Loading file list from a folder

Just for completeness, here are a couple of other ways of getting the paths of folder items. None are as lightning-fast as ASObjC, but all are reasonably efficient:

  1. Using the shell’s find command. Advantage: less typing than ASObjC. Disadvantage: returns posix paths rather than hfs paths.

set posixPaths to (do shell script "find " & [parent_folder_hfs_path]'s POSIX path's quoted form & " -mindepth 1 -maxdepth 1 -name '*.pdf'")'s paragraphs

 -- posixPaths contains a list of the posix paths of all pdf files in the parent folder

  1. Using Finder + Applescript’s text item delimiters property. Advantage: simple Applescript solution. Disadvantage: can’t subselect items based on file extension, etc; instead, returns the hfs paths of all top-level folder items.

set {tid, AppleScript's text item delimiters} to {AppleScript's text item delimiters, return}
tell application "Finder" to set hfsPaths to (files of folder [parent_folder_hfs_path] as text)'s paragraphs
set AppleScript's text item delimiters to tid

-- hfsPaths contains a list of the hfs paths of all files in the parent folder	

  1. Using the System Events application. Advantages: 1) Applescript solution even simpler than #2; 2) returns hfs and posix paths. Disadvantage: can’t subselect items based on file extension, etc; instead, returns the paths of all top-level folder items. (Note: Unlike the Finder solution in #2, the System Events solution also returns the paths of hidden files.)

tell application "System Events"
	set hfsPaths to path of files of folder [parent_folder_hfs_path]
	-- and/or --
	set posixPaths to POSIX path of files of folder [parent_folder_hfs_path]
end tell

--or alternatively --

tell application "System Events" to tell files of folder [parent_folder_hfs_path] to set {hfsPaths, posixPaths} to {its path, its POSIX path}

-- hfsPaths and posixPaths contain a list of the hfs and posix paths, respectively, of all files in the parent folder (including hidden files)

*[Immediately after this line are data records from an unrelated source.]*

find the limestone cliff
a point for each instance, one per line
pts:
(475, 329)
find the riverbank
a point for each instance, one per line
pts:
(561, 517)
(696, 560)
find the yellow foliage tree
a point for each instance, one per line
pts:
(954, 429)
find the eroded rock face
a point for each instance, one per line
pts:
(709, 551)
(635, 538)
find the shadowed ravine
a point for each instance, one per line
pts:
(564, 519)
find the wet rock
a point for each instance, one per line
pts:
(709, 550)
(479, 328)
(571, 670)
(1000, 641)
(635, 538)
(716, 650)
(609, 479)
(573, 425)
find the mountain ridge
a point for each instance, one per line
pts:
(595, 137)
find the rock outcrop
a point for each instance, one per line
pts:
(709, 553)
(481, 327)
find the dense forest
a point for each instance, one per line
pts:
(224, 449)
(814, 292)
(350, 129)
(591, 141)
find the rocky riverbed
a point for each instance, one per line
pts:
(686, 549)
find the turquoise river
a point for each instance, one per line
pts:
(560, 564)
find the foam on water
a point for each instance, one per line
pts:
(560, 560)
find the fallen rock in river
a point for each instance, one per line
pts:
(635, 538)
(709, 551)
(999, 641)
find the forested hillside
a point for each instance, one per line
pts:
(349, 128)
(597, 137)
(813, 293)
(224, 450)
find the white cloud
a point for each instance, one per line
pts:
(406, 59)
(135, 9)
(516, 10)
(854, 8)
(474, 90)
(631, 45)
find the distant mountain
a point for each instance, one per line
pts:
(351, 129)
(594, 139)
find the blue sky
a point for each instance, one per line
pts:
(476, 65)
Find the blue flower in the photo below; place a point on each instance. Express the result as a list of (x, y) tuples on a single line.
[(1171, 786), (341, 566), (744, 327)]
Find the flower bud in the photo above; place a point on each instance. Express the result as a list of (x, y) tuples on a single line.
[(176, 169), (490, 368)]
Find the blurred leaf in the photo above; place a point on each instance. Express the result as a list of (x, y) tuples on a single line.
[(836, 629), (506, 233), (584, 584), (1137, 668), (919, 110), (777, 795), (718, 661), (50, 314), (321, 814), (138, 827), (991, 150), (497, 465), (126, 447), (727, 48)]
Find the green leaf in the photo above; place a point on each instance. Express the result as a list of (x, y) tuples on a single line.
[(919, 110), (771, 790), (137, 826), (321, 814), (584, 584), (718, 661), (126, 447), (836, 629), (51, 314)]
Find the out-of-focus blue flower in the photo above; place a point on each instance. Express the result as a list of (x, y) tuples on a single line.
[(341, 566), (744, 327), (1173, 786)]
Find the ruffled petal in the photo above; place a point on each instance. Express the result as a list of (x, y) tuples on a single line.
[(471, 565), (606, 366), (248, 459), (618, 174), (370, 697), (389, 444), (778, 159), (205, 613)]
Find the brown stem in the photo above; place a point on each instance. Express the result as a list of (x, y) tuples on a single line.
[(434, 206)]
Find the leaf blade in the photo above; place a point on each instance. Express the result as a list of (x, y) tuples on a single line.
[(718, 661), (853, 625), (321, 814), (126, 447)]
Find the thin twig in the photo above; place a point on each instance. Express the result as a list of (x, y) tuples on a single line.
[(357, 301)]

Why are POSIX paths a disadvantage? POSIX file … is no more effort than using alias …, and arguably easier than creating a file reference from a HFS path.

(The code also needs to be modified if the file type is a package.)

The Finder may return hidden files too; it depends on whether you have invisible files visible or not. So you should account for them as a matter of course (and there goes some of the simplicity).

I don’t know if it’s still true, but it used to be that certain icon files had names ending with returns. For this reason, I’d use a linefeed as the delimiter here and return the text items rather than the paragraphs:


set {tid, AppleScript's text item delimiters} to {AppleScript's text item delimiters, linefeed}
tell application "Finder" to set hfsPaths to (files of folder [parent_folder_hfs_path] as text)'s text items
set AppleScript's text item delimiters to tid

As this and bmose’s other examples show, the Finder and System Events, although not nearly as fast as ASObjC, aren’t particularly slow at returning particular information about every file in a folder. It’s only when they have to think about whether or not the values conform to certain criteria that they begin to struggle. The same’s true for many applications.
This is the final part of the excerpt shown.